Review: The Silver Spike

2009 continues to be the year of Glen Cook for me as I jump back into his Black Company series with The Silver Spike, a transitional novel set between The Books of the North and the Books of the South. The story begins directly after the events of The White Rose and we’re quickly reintroduced to some old friends. So as not to spoil anything for people who haven’t read Cook’s earlier Black Company novels all I’ll say is that Croaker is noticeable by his absence.

After reading the original three novels you can’t help but begin to feel an affinity for Croaker and the narrative he weaves throughout the stories. His perspective on things is cynical and grounded. To put it frankly Croaker doesn’t bullshit. He tells it like it is. So while his blunt narrative is missed Cook introduces some great new characters to the fold which pick-up the slack in the narrative department.

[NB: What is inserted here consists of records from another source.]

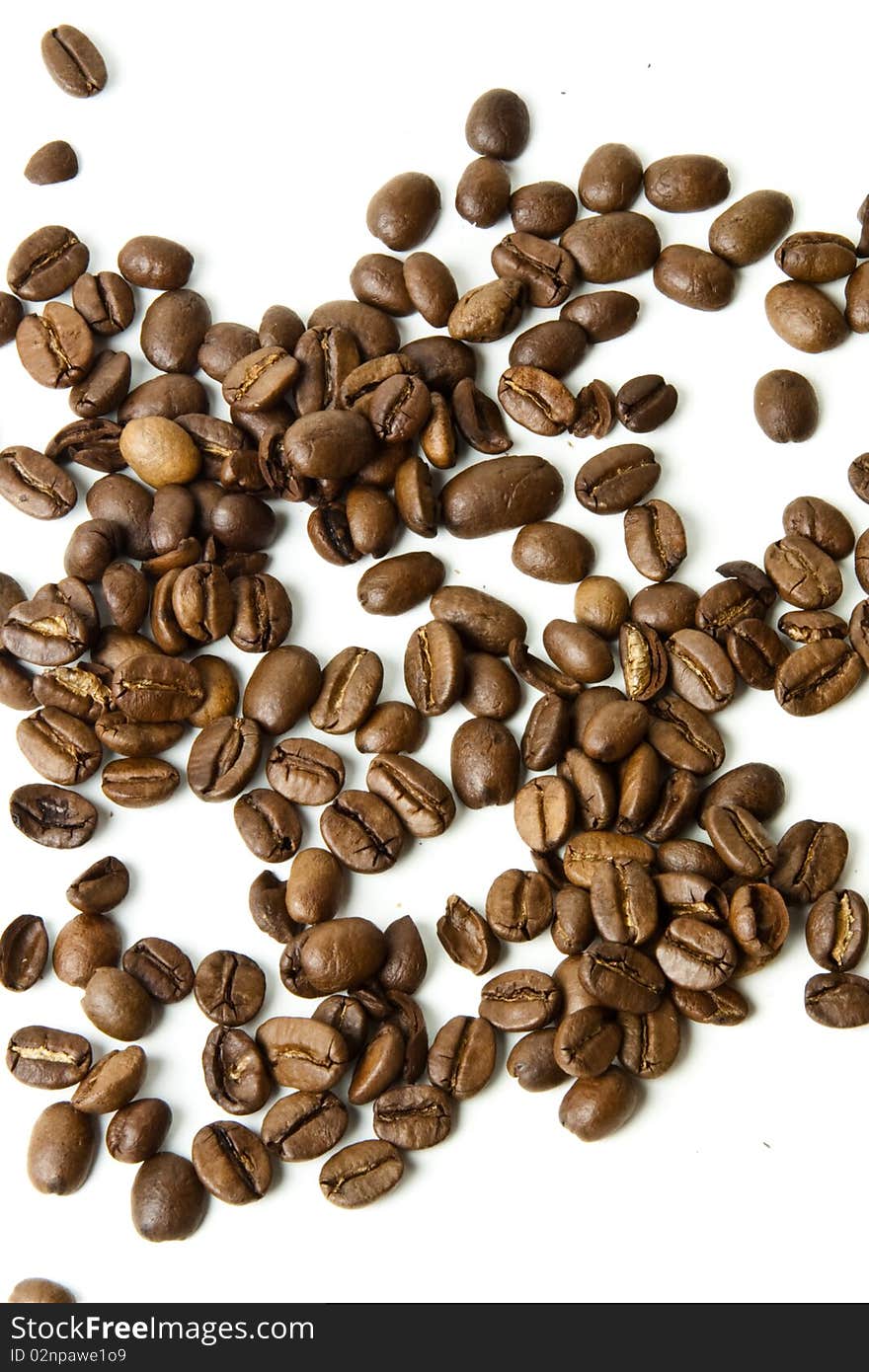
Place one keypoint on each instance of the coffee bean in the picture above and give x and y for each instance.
(693, 277)
(303, 1054)
(112, 1083)
(161, 967)
(231, 1163)
(488, 313)
(519, 1001)
(519, 903)
(24, 953)
(55, 347)
(359, 1174)
(485, 763)
(616, 479)
(62, 1149)
(59, 746)
(52, 816)
(499, 495)
(646, 402)
(422, 801)
(404, 210)
(168, 1198)
(303, 1125)
(484, 623)
(597, 1106)
(35, 485)
(467, 938)
(351, 686)
(46, 1058)
(235, 1072)
(46, 264)
(611, 247)
(817, 676)
(430, 287)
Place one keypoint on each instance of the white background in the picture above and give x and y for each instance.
(256, 134)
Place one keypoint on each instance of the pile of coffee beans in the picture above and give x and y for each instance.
(607, 782)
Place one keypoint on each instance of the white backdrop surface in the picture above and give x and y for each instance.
(256, 136)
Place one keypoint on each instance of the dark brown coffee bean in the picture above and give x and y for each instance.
(484, 623)
(24, 953)
(422, 801)
(361, 1174)
(817, 676)
(137, 1129)
(519, 1001)
(361, 832)
(612, 247)
(117, 1005)
(235, 1072)
(837, 1001)
(693, 277)
(46, 264)
(485, 763)
(467, 938)
(168, 1198)
(646, 402)
(597, 1106)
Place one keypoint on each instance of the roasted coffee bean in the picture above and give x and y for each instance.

It has become apparent to me after reading many of Cook’s work that the author has a talent for bringing background characters to the forefront as well as introducing interesting new characters to each book he pens. In this novel Case, a friend of Raven’s from the Barrowlands takes front and center and we watch the story unfold through his eyes. He’s a bit uncouth some might even say dimwitted but his voice is similar to Croakers if not as witty. Case lends a nice sense of continuity to the novel as he’s able to shed some light on the events which occurred in The White Rose and also the history of the enigma known as Raven.

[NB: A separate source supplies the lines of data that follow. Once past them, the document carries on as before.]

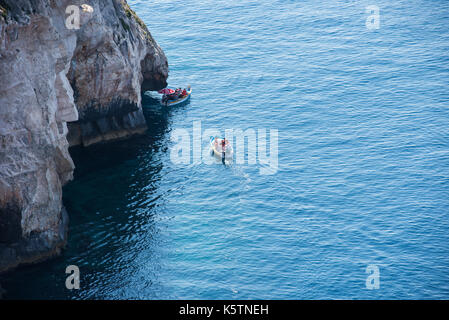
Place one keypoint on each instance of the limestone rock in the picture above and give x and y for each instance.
(52, 76)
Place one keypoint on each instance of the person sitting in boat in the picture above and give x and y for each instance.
(223, 145)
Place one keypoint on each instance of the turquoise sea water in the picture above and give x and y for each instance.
(363, 162)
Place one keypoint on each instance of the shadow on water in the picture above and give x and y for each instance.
(113, 204)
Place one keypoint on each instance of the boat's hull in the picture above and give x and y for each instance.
(178, 101)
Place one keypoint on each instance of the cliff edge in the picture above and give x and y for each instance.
(61, 85)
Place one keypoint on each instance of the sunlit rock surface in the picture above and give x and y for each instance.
(58, 84)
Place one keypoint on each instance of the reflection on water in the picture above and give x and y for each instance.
(113, 202)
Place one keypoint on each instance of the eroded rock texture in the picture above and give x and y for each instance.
(56, 83)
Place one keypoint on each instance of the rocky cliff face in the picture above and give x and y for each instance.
(58, 85)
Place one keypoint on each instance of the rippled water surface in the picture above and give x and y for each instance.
(363, 175)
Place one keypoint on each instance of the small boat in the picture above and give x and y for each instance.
(215, 144)
(179, 100)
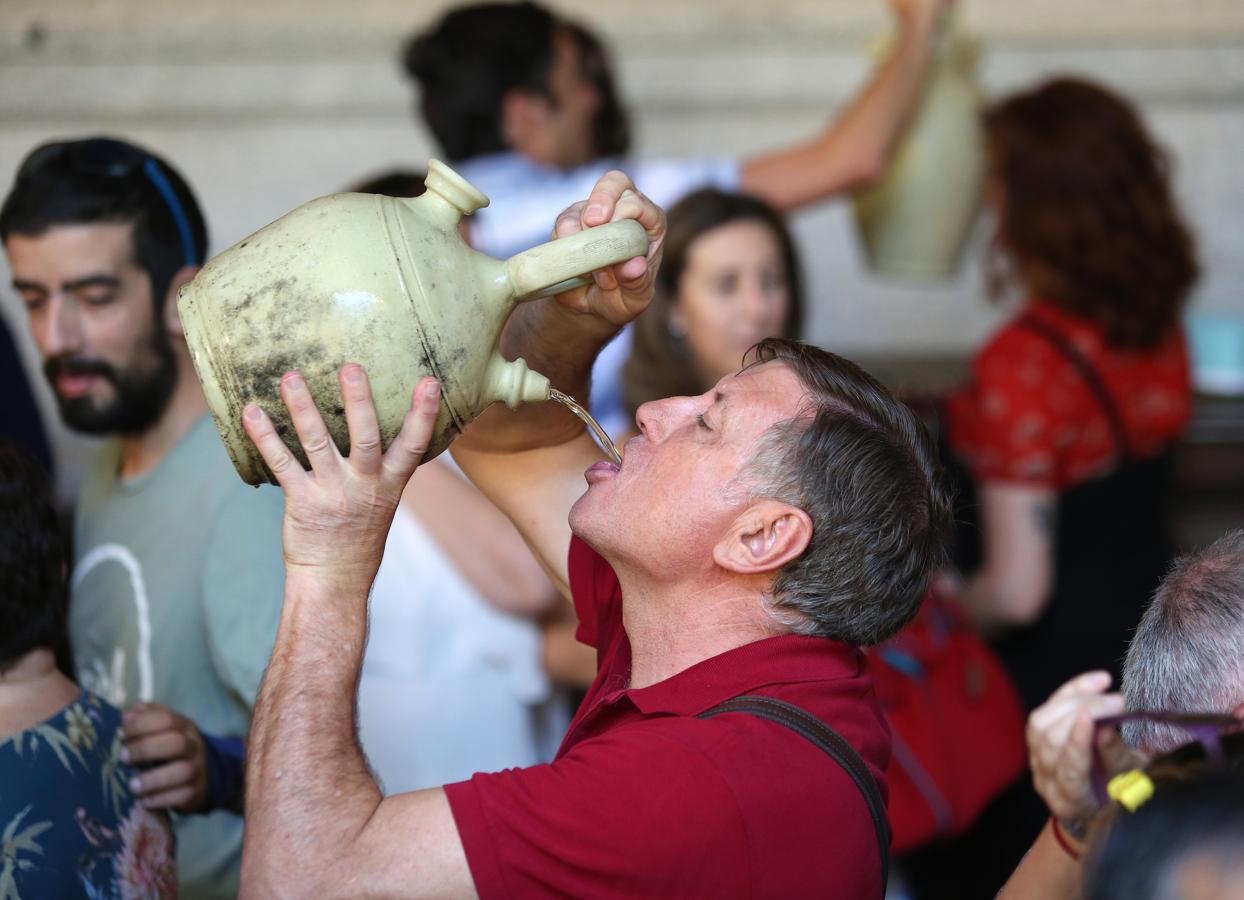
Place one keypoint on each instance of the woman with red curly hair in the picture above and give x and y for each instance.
(1067, 422)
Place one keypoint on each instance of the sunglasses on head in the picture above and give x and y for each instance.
(103, 157)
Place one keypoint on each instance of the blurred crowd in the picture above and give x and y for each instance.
(1031, 691)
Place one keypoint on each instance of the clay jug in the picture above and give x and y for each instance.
(383, 281)
(916, 220)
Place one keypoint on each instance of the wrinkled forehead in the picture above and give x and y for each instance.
(766, 392)
(70, 250)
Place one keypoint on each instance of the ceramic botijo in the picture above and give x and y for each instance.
(383, 281)
(916, 220)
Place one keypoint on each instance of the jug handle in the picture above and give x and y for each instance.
(569, 262)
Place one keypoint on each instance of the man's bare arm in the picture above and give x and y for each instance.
(855, 148)
(530, 461)
(316, 823)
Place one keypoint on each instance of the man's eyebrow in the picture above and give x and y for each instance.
(98, 280)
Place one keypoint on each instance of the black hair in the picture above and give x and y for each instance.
(469, 61)
(1147, 854)
(55, 187)
(32, 591)
(393, 183)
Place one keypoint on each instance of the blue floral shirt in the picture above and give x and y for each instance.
(69, 824)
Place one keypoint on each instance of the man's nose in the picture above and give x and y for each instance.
(657, 417)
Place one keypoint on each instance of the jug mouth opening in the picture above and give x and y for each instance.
(449, 186)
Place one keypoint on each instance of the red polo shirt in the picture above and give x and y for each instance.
(643, 799)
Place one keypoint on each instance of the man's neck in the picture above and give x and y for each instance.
(674, 626)
(141, 453)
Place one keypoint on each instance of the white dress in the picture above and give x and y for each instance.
(450, 685)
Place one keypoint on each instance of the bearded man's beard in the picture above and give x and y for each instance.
(141, 391)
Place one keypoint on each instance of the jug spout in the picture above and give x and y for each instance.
(454, 196)
(513, 382)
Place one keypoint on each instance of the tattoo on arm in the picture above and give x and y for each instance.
(1045, 517)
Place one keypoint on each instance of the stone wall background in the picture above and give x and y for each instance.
(264, 106)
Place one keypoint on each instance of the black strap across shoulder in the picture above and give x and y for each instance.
(1091, 376)
(812, 728)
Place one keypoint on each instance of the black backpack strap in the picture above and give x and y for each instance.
(812, 728)
(1091, 376)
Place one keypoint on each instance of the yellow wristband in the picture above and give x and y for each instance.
(1131, 789)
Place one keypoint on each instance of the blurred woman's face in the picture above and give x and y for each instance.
(734, 291)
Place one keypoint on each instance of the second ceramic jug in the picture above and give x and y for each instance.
(383, 281)
(916, 220)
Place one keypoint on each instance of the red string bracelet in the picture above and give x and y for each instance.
(1062, 839)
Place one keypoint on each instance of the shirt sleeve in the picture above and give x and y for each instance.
(1005, 423)
(615, 817)
(244, 586)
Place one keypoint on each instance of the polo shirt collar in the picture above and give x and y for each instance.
(781, 660)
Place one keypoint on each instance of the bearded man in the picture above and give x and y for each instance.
(177, 579)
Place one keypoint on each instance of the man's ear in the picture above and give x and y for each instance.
(768, 535)
(172, 315)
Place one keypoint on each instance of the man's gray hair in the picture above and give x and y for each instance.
(1188, 650)
(866, 472)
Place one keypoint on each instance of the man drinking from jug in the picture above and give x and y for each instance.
(750, 542)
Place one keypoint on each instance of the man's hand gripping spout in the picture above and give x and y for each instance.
(620, 293)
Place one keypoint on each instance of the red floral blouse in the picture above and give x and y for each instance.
(1028, 415)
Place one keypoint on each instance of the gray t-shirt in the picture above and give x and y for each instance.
(176, 596)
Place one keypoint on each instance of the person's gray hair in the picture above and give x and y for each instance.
(1188, 650)
(865, 469)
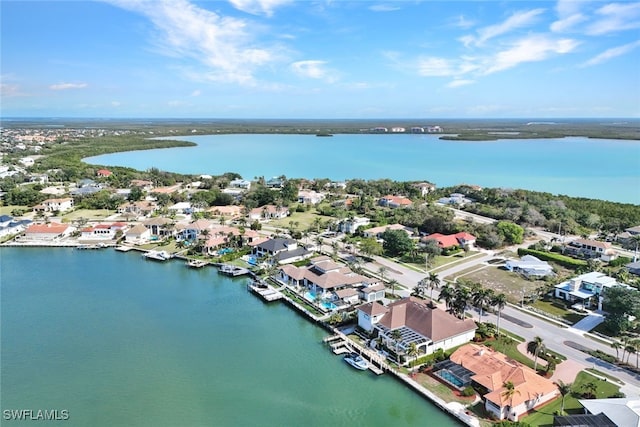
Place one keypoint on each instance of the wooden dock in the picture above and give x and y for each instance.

Besides Case, we’re also introduced to a foursome of some of the most interesting characters you’ll ever have the pleasure to read about. They go by the names Smeds, Tully, Timmy and Old Man Fish respectively. They play a central role in this book and each time they were the focal point of a chapter it was a true pleasure reading about their exploits. Their plan for retrieving the Silver Spike from the tree was so simple it was genius. By the time the book ended these characters ranked right up there with Marron Shed from Shadows Linger, which is saying something as Marron Shed is one of my most beloved characters of all-time.

While the characters were fantastic as always, the beginning of this book didn’t capture my heart right a way. It took me quite some time to warm up to this novel as the first fifty pages appeared to be nothing more than a rehash of the previous Black Company stories. As the characters began to take on more depth and the narratives began to weave together, I felt a bit ashamed for ever having doubted Mr. Cook for even a second. The story had me completely engrossed until I finished the last page.

Cook writes in such a way that you never know what’s going to happen. Characters don’t do what you expect them to they do what’s logical to them. The characters feel as if they’re making decisions for themselves rather than having the man with the pen making the decisions for them. There’s just certain free flow in his writing that I find lacking in so many other fantasy novels out there.

So if you haven’t picked up any Glen Cook novels yet, I suggest you get cracking and find yourself the first three novels of the Black Company or the Dread Empire novels as they’re both just incredible reads.